Booz looked up from his quadruple-monitor setup, one screen displaying an unfinished video settings class, another showing millions of Slack messages, the other a forgotten debug session running from yesterday, and the forth playing scenes from “Die Hard” (for inspiration, of course). “Quantum what now?” Booz scratched his head. “Look, Dr. John, I’m just trying to make my orcs run toward the hero without tripping over rocks that don’t exist. Do we really need Schrödinger’s Cat to decide whether the orc attacks or retreats?” Dr. Doe frowned, baffled that Booz couldn’t immediately grasp the monumental leap this could be for game AI. “Don’t you understand? Your orcs won’t just run; they’ll contemplate the metaphysical implications of their run!”

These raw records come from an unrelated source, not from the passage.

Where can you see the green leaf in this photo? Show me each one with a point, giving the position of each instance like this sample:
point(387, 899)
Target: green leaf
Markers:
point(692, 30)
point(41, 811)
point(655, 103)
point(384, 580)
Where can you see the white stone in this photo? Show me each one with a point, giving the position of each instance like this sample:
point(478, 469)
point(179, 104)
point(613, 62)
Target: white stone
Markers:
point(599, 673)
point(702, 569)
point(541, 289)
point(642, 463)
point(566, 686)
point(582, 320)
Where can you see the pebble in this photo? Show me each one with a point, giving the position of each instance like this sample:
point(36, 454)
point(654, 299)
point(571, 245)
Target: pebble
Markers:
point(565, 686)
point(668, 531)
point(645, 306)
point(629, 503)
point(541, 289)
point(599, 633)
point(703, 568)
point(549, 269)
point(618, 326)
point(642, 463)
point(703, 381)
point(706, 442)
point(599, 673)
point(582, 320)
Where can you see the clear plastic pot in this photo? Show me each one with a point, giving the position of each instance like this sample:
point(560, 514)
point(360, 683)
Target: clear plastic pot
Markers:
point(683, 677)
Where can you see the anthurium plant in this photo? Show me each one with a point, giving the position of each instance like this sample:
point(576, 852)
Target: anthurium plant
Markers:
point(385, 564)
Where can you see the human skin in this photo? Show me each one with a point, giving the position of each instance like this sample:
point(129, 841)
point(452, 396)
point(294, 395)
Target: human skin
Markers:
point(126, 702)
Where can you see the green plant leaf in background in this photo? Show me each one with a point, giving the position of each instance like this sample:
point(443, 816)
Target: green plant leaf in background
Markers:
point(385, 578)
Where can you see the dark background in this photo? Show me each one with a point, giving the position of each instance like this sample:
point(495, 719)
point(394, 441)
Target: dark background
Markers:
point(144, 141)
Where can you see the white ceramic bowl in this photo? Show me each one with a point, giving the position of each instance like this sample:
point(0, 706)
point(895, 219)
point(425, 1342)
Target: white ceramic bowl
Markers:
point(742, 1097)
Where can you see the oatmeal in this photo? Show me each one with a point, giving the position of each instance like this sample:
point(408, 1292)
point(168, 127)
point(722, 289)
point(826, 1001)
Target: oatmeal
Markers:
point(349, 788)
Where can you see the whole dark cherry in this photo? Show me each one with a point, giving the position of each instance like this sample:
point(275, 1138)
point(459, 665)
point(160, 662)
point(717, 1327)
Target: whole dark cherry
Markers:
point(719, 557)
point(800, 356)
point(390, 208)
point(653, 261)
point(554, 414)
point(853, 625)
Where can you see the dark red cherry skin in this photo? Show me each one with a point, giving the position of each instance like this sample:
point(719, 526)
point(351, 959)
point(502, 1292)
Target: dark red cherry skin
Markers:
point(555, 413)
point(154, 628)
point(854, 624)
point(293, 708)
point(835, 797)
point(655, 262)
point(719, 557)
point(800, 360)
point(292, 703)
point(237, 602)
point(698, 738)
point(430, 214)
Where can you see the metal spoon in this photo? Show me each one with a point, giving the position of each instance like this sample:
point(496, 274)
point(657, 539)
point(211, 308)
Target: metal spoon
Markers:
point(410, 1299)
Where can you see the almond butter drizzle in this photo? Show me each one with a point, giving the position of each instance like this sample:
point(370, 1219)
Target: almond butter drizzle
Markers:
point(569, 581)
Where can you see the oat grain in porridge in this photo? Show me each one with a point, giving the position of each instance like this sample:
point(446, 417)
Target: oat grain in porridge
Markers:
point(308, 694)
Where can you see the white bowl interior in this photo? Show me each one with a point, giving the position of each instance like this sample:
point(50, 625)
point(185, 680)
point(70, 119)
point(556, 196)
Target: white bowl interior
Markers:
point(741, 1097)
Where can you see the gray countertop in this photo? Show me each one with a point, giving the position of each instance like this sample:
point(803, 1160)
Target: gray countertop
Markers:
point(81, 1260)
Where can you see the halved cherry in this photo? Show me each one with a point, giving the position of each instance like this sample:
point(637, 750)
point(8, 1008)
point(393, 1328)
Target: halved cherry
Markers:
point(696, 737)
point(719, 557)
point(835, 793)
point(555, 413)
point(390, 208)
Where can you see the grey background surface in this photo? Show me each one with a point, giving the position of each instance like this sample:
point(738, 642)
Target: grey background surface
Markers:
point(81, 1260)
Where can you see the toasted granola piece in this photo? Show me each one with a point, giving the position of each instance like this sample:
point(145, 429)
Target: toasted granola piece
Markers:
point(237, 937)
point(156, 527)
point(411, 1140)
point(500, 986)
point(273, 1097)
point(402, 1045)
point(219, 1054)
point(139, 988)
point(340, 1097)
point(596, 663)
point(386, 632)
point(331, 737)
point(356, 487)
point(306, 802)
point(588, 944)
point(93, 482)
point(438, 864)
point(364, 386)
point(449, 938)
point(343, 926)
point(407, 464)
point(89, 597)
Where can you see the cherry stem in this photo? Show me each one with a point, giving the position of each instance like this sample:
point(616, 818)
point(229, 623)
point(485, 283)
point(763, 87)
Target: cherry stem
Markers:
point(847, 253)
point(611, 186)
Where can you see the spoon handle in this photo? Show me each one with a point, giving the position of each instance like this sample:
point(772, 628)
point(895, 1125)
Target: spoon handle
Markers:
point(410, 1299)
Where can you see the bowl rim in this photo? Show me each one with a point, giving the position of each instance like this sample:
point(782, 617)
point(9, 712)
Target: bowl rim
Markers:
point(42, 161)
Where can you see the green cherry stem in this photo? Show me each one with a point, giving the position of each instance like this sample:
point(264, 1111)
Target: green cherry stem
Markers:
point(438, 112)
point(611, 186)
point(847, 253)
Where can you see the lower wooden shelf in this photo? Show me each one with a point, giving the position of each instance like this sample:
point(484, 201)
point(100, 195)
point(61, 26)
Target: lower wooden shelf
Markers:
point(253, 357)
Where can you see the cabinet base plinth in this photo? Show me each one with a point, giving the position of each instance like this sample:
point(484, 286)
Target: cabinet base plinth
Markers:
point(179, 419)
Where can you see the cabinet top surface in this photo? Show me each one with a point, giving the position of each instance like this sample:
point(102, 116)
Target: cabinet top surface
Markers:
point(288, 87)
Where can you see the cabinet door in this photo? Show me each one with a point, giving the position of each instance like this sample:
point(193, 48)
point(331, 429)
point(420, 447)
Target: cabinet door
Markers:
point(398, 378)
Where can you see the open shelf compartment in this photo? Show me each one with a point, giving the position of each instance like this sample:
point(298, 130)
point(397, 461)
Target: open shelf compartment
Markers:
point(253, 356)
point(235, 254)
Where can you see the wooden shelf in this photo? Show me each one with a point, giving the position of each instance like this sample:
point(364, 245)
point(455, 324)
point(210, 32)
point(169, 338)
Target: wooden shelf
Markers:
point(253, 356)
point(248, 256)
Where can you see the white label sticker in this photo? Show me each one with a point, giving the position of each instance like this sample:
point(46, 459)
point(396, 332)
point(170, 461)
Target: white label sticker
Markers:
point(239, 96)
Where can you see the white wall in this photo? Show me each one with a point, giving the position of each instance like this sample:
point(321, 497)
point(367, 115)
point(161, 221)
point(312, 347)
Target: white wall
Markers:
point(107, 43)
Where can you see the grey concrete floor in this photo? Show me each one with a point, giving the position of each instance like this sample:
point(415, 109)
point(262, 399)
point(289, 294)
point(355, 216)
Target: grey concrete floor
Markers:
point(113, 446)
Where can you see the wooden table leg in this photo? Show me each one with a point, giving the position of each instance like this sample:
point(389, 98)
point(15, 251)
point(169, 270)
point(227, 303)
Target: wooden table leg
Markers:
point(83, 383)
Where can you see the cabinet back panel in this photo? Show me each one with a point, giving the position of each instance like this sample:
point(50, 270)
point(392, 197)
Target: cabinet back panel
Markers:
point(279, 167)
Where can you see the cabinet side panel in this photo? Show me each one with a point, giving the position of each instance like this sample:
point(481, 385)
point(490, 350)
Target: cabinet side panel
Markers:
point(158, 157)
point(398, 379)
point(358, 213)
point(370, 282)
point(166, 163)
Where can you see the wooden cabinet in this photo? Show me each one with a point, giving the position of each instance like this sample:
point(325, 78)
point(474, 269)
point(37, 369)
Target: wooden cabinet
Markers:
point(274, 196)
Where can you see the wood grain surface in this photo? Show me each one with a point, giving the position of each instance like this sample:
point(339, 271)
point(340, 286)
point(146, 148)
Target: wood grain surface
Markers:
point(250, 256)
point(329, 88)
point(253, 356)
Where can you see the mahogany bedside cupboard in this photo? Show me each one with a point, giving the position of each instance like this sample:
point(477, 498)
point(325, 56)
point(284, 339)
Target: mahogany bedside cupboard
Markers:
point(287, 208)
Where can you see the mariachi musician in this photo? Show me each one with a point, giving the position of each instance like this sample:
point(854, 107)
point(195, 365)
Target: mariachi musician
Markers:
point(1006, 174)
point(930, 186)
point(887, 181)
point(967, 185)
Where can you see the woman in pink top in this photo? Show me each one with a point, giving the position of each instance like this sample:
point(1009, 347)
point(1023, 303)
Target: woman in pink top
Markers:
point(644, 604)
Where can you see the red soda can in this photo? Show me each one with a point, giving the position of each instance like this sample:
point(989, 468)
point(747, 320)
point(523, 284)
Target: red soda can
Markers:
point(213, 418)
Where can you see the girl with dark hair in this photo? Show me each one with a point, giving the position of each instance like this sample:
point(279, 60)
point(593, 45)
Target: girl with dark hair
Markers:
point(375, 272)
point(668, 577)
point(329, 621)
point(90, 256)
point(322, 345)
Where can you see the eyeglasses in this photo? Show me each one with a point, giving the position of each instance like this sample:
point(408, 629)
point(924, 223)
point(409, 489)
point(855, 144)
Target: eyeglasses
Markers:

Days turned into an endless loop of heated debates and whiteboard sessions that looked like the scribblings of a mad scientist. Dr. Doe advocated for “elegant complexity,” while Booz clung to his mantra of “keep it simple, keep it human.” Pizza’s were ordered, coffee was brewed, and at one point, a terribly unwashed rubber duck was even thrown across the room in frustration. Booz finally snapped, “Dr. John, if we implement this, your partner’s game will require supercomputer botnets to run! It’s a game, not an open heart surgery simulation of the universe…”

In the end, they agreed to disagree. Dr. Doe returned to his academic sanctuary, convinced that Booz was a complete pleb and could not possible get “the bigger picture.” Booz, meanwhile, simplified his orc AI so that it ran smoothly, even on Dr. Doe’s grandma’s ancient PC. Both were happy (and Dr. Doe’s grandma was happy, and Dr. Doe’s partner was happy) but deep down, they knew their acquaintance had forever changed. Whenever they passed each other at the annual TotallyNerdCon, they’d nod and smile, each secretly pitying the other for what they couldn’t see. And so goes the tale of a game developer and an academic programmer, united by craft but divided by vision.

You do your best, when you do it simple.